Era alto, mucho más que ella, de un pecho ancho y piel blanca. Sus ojos eran grises, aunque estaban detrás del cristal de unas gafas de montura dorada, y su cabello recortado en un corte muy clásico era castaño claro. Tenía labios generosos, y una nariz que se adaptaba perfectamente a la clásica “romana”; recta, con una muy ligera curvatura en su puente.

Y ella lo estaba mirando como si luego fuera a pintarlo, así que pestañeó y se sonrojó, miró a otro lado y sus ojos, desobedientes, volvieron a él.

Mirarlo le producía una deliciosa sensación en el pecho, como una alegría que burbujeaba desde muy dentro, y hacía que su respiración se acelerara y sus manos desearan tocarlo.

—Deberías ir… a donde ibas —dijo él, con su voz grave y sedosa, señalando su vestido.
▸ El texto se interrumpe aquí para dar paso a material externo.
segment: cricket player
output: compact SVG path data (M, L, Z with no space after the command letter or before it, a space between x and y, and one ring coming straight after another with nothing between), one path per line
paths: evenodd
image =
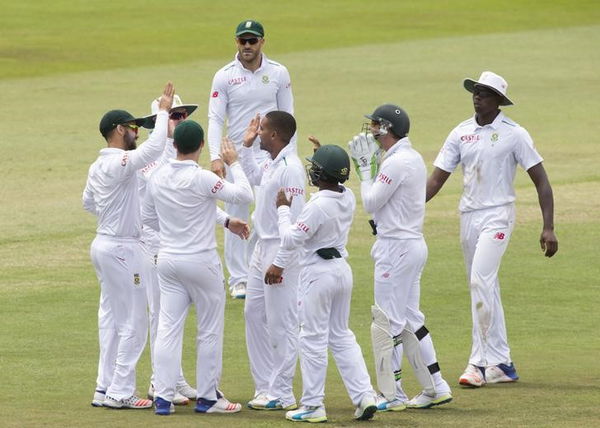
M473 94L475 115L448 135L427 181L427 200L460 164L460 240L471 291L473 344L459 383L480 387L519 379L510 356L498 282L500 262L515 222L517 165L527 171L538 193L543 218L540 245L546 257L558 251L558 240L552 187L542 157L529 133L499 108L513 104L507 96L506 80L484 71L479 80L465 79L463 85Z
M156 114L158 113L158 104L160 98L156 98L150 104L152 114L146 117L144 128L154 129L156 123ZM146 165L139 174L140 178L140 198L143 204L146 195L146 185L150 180L151 175L162 165L168 162L169 159L174 159L177 155L173 146L173 131L175 126L187 119L198 108L197 104L183 104L181 98L175 94L173 96L173 107L169 110L169 128L167 134L167 143L165 150L159 160ZM160 312L160 288L158 286L158 272L156 269L156 261L158 257L158 249L160 239L158 232L147 225L142 226L142 248L144 250L144 265L147 272L146 294L148 296L148 318L150 329L150 361L154 367L154 342L156 339L156 331L158 329L158 314ZM148 388L148 398L154 399L154 369L150 378L150 387ZM186 405L189 400L196 400L196 390L192 388L183 376L181 371L177 381L177 390L173 397L173 404Z
M159 168L148 184L143 206L144 223L160 235L158 274L160 315L154 346L156 414L173 413L173 399L181 373L183 328L188 307L197 316L196 412L234 413L240 404L227 401L217 391L223 347L225 294L223 270L217 253L214 223L217 199L252 200L250 187L237 153L228 141L223 161L231 167L233 183L202 169L198 158L204 131L193 121L175 128L177 158ZM229 219L222 223L229 227ZM239 232L244 238L247 224Z
M272 110L294 114L290 75L285 66L262 53L264 36L260 22L242 21L235 30L238 52L232 62L217 71L212 82L208 103L208 145L212 171L221 177L229 177L228 169L219 158L225 123L227 135L239 151L246 127L256 114L264 116ZM268 153L261 152L259 141L254 144L254 150L259 162L269 158ZM250 204L225 204L225 211L248 220ZM224 253L231 296L243 299L251 248L237 236L225 234Z
M84 208L98 217L91 258L100 283L100 359L93 406L144 409L152 401L135 395L135 367L146 344L146 278L140 244L138 170L158 159L167 141L174 89L168 83L148 141L136 147L143 118L111 110L100 120L107 148L90 166Z
M292 381L298 354L298 256L280 248L275 201L284 188L294 200L290 221L304 206L304 168L296 147L290 144L296 132L294 117L284 111L256 115L244 135L240 161L250 184L256 186L254 228L257 242L248 272L244 316L246 344L255 395L248 407L257 410L297 408ZM270 158L256 162L252 144L260 137L260 148Z
M421 272L427 260L423 238L427 170L408 138L410 121L403 109L384 104L366 117L371 120L368 132L354 137L349 146L361 179L363 205L373 215L377 233L371 249L375 261L371 334L382 393L378 408L429 408L450 402L452 395L419 309ZM375 140L385 151L379 167ZM423 387L411 400L402 389L403 354Z
M348 233L356 199L343 186L350 175L350 158L341 147L321 146L311 158L309 181L313 193L292 225L291 199L281 189L277 197L279 235L286 250L301 248L298 306L302 399L286 418L325 422L327 348L356 406L354 417L371 419L377 411L375 391L354 333L348 327L352 298L352 270L346 262Z

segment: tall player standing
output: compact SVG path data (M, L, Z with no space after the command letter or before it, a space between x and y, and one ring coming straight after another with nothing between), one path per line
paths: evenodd
M234 60L213 78L208 103L208 145L211 169L221 177L229 173L219 158L225 123L227 136L240 151L246 127L256 114L262 116L272 110L294 113L290 75L285 66L262 52L264 35L260 22L242 21L235 31L238 52ZM259 141L254 150L259 162L268 158L268 154L261 153ZM225 204L225 211L248 221L250 204ZM246 295L248 253L248 242L232 234L225 235L225 265L234 298L243 299Z
M139 148L137 130L145 119L111 110L100 121L108 147L90 166L83 191L84 208L98 217L90 250L100 283L100 358L93 406L152 406L152 401L135 395L135 367L148 334L138 170L163 153L173 95L173 85L168 83L155 130Z
M540 245L546 257L558 251L554 234L552 187L525 128L506 117L500 106L513 102L501 76L484 71L479 80L465 79L473 94L475 115L450 132L435 159L427 181L427 200L442 188L460 164L463 195L460 199L460 240L473 318L471 355L459 383L480 387L486 383L519 379L510 356L498 270L515 221L513 180L517 164L535 184L542 211Z

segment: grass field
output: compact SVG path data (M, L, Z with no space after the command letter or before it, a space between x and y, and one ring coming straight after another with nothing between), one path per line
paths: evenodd
M6 2L5 2L6 3ZM0 409L2 426L289 426L281 413L244 409L170 418L89 405L96 377L98 284L89 260L95 219L81 208L86 172L103 143L102 114L146 114L167 80L206 125L214 72L234 53L247 17L267 31L265 51L292 75L302 155L310 134L345 144L362 115L395 102L431 169L447 133L472 114L464 77L485 69L509 82L523 124L554 188L560 250L545 259L533 185L517 174L517 228L501 283L512 355L521 380L481 390L456 385L470 348L470 312L458 242L460 174L428 204L429 260L422 281L440 365L454 402L422 412L379 414L370 426L600 426L600 4L595 1L28 1L0 17ZM249 12L251 10L251 12ZM202 156L207 162L207 154ZM356 190L357 180L350 185ZM349 250L355 291L351 325L369 367L373 239L357 209ZM193 319L184 371L194 379ZM243 303L228 301L222 388L253 393ZM142 356L138 389L149 380ZM406 370L406 390L418 392ZM300 398L299 376L296 396ZM326 406L333 426L359 425L330 365Z

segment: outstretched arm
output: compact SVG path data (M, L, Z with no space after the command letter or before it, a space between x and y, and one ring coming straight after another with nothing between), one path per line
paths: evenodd
M558 239L554 234L554 197L552 186L546 175L542 163L532 166L527 170L531 181L537 190L544 226L540 235L540 246L546 257L552 257L558 251Z
M429 202L431 198L437 195L437 192L440 191L446 180L450 177L450 173L448 171L444 171L443 169L438 168L437 166L427 179L427 192L425 196L425 202Z

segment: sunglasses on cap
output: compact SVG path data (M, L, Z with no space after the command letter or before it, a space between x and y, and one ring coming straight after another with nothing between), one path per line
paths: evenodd
M181 119L186 119L187 116L188 116L187 111L174 111L173 113L169 114L169 119L181 120Z
M250 43L251 45L255 45L258 43L258 41L260 40L259 37L249 37L249 38L242 38L242 37L238 37L238 43L242 46L245 46L246 43Z

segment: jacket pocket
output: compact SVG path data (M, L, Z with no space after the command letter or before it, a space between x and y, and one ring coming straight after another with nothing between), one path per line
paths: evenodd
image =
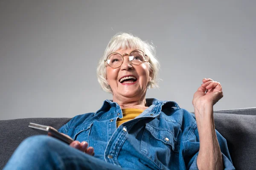
M93 124L93 122L85 125L83 125L83 128L76 128L73 135L71 137L74 140L79 141L80 142L86 141L88 146L90 146L89 136Z
M178 166L180 142L171 130L146 124L140 142L140 151L159 168Z

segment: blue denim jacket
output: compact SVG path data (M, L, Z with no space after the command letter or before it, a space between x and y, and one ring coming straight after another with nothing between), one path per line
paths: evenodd
M148 108L116 128L117 103L105 100L95 113L78 115L59 131L87 141L95 156L131 169L198 169L198 132L195 116L174 102L146 100ZM225 169L235 169L226 139L216 131Z

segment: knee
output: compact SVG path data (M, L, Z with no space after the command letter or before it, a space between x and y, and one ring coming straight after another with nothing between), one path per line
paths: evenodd
M29 137L25 139L20 145L21 147L25 147L27 149L36 150L46 151L52 150L56 142L53 138L46 135L37 135Z

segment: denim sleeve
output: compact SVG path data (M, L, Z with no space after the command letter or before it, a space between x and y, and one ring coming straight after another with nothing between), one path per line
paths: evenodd
M215 131L222 155L224 169L235 170L228 151L227 141L217 130L215 130ZM197 128L195 129L194 135L191 135L190 139L184 142L183 146L182 159L186 164L186 168L189 170L198 170L197 159L200 145Z

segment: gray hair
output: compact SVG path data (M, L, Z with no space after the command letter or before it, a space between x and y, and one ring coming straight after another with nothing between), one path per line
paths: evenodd
M107 74L104 60L111 53L121 49L132 48L142 50L148 57L151 78L148 82L148 88L155 88L158 87L157 84L157 76L160 65L156 58L156 50L153 43L150 44L147 42L143 41L131 34L119 33L112 37L98 64L98 81L104 91L112 93L112 90L106 80Z

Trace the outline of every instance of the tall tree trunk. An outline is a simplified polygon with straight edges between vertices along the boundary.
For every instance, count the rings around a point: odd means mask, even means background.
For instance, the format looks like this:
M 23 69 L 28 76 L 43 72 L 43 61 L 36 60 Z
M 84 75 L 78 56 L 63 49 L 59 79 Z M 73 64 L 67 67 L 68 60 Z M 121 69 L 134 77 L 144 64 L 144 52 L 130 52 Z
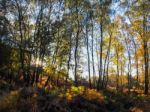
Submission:
M 88 37 L 88 28 L 87 28 L 87 25 L 86 25 L 86 46 L 87 46 L 87 57 L 88 57 L 89 87 L 91 88 L 90 54 L 89 54 L 89 37 Z
M 100 32 L 101 32 L 101 43 L 100 43 L 100 74 L 98 78 L 97 89 L 100 89 L 100 79 L 102 78 L 102 54 L 103 54 L 103 24 L 100 24 Z
M 92 21 L 92 67 L 93 67 L 93 85 L 95 87 L 95 62 L 94 62 L 94 25 L 93 25 L 93 21 Z

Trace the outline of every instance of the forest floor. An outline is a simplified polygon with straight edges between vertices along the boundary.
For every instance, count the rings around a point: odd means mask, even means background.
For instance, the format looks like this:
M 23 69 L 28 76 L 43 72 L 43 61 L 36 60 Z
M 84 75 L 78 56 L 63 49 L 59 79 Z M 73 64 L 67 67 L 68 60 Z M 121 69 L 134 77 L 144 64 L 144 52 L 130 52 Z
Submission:
M 0 112 L 150 112 L 150 96 L 84 86 L 49 90 L 0 80 Z

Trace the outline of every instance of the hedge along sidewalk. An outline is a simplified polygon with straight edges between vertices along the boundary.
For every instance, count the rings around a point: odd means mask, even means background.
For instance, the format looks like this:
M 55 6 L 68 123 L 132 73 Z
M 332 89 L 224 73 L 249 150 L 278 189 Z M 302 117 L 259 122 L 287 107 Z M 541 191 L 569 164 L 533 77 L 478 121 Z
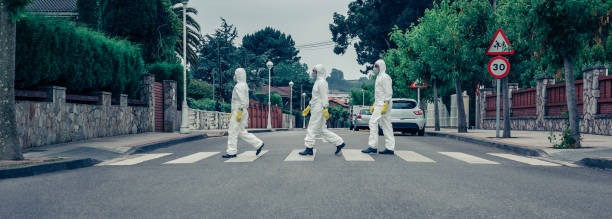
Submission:
M 249 129 L 252 133 L 289 129 Z M 124 155 L 146 153 L 188 141 L 226 136 L 227 130 L 193 130 L 191 134 L 148 132 L 95 138 L 26 149 L 25 160 L 0 160 L 0 179 L 33 176 L 93 166 Z
M 559 132 L 553 132 L 559 135 Z M 449 137 L 489 147 L 496 147 L 526 156 L 541 156 L 568 163 L 598 168 L 612 168 L 612 136 L 582 134 L 582 148 L 554 149 L 549 142 L 550 132 L 512 130 L 512 138 L 495 138 L 495 130 L 469 129 L 457 133 L 457 129 L 428 128 L 429 136 Z

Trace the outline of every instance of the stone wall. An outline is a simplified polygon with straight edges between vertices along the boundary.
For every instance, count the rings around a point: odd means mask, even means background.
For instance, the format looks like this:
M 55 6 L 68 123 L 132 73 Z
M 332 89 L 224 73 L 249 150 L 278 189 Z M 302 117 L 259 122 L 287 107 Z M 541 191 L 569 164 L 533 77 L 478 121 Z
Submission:
M 111 105 L 111 93 L 100 92 L 94 104 L 66 102 L 66 88 L 49 87 L 49 101 L 18 100 L 17 133 L 23 148 L 57 144 L 153 129 L 146 106 L 128 106 L 127 95 Z
M 504 119 L 501 118 L 501 121 Z M 511 117 L 510 126 L 512 130 L 529 131 L 563 131 L 567 128 L 567 117 L 546 116 L 541 122 L 536 117 Z M 596 115 L 593 123 L 587 126 L 584 117 L 580 117 L 580 132 L 600 135 L 612 135 L 612 115 Z M 500 123 L 504 128 L 504 123 Z M 485 118 L 482 129 L 495 129 L 495 118 Z
M 283 128 L 295 128 L 295 116 L 283 113 Z
M 180 111 L 178 111 L 177 115 L 180 117 Z M 215 130 L 229 128 L 229 113 L 189 109 L 189 120 L 189 127 L 193 130 Z M 283 114 L 282 127 L 288 128 L 291 122 L 293 122 L 293 126 L 295 127 L 295 117 L 292 115 Z
M 607 67 L 595 66 L 583 70 L 583 115 L 579 117 L 580 131 L 589 134 L 612 135 L 612 115 L 598 114 L 598 99 L 600 97 L 600 76 L 606 75 Z M 546 115 L 547 89 L 548 85 L 554 84 L 552 78 L 537 79 L 536 87 L 536 116 L 533 117 L 511 117 L 510 125 L 513 130 L 537 130 L 537 131 L 563 131 L 567 128 L 567 116 Z M 489 90 L 481 90 L 484 96 L 490 94 Z M 484 100 L 483 100 L 484 99 Z M 512 101 L 510 101 L 512 102 Z M 481 105 L 486 106 L 486 98 L 481 98 Z M 495 118 L 486 118 L 484 107 L 481 107 L 480 125 L 483 129 L 495 129 Z M 503 121 L 503 118 L 502 118 Z M 503 122 L 500 124 L 503 129 Z
M 189 109 L 189 127 L 193 130 L 227 129 L 229 113 Z

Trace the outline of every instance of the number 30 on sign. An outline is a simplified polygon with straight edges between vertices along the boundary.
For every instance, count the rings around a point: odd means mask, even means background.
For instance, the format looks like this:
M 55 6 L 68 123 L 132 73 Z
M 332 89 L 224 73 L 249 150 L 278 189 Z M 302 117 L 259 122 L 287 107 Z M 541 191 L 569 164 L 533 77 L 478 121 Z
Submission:
M 503 78 L 510 72 L 510 62 L 508 59 L 497 56 L 489 62 L 489 74 L 495 78 Z

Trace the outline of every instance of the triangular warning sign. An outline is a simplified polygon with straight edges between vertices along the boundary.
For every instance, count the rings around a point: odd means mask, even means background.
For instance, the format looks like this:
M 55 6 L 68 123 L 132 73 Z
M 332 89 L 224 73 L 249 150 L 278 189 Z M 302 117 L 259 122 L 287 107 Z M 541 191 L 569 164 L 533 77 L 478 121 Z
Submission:
M 412 84 L 410 85 L 410 88 L 426 88 L 426 87 L 427 87 L 427 84 L 421 81 L 421 79 L 414 80 L 414 82 L 412 82 Z
M 510 47 L 510 41 L 504 34 L 504 31 L 501 29 L 497 30 L 495 36 L 493 37 L 493 41 L 491 41 L 491 45 L 489 49 L 487 49 L 487 55 L 512 55 L 514 54 L 514 50 Z

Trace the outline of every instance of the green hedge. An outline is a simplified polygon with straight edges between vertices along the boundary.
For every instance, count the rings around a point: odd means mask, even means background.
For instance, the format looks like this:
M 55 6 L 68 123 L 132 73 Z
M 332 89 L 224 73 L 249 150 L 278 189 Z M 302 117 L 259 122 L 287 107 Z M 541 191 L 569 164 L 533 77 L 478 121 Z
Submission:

Joyce recordó entonces, como saliendo de un trance, que se lo había mojado con vino.

—Oh… Sí… —Pero si me voy, pensó, te perderé de vista.

—Te espero —dijo él, como si hubiese leído sus pensamientos, y Joyce se preocupó. No lo había dicho en voz alta, ¿verdad? ¡¿Verdad?!

Asintiendo muy tiesa, Joyce volvió a recoger la falda de su vestido y se metió a los lavabos. Tomó paños y se limpió el vestido y la piel húmeda por el vino. Se lavó las manos, revisó su peinado y su maquillaje, intentó secar lo mojado de la tela, pero al ver que tardaría demasiado, salió, y feliz, comprobó que él había cumplido su promesa; estaba allí esperándola.

—Gracias, otra vez… No tenías que esperarme, pero…

—Sí tenía que hacerlo —sonrió él recostándose a la balaustrada, desde la cual se podía ver todo el primer piso, donde había gente bailando, riendo, bebiendo y compartiendo chismes de sociedad—. No se te puede dejar sola mucho tiempo.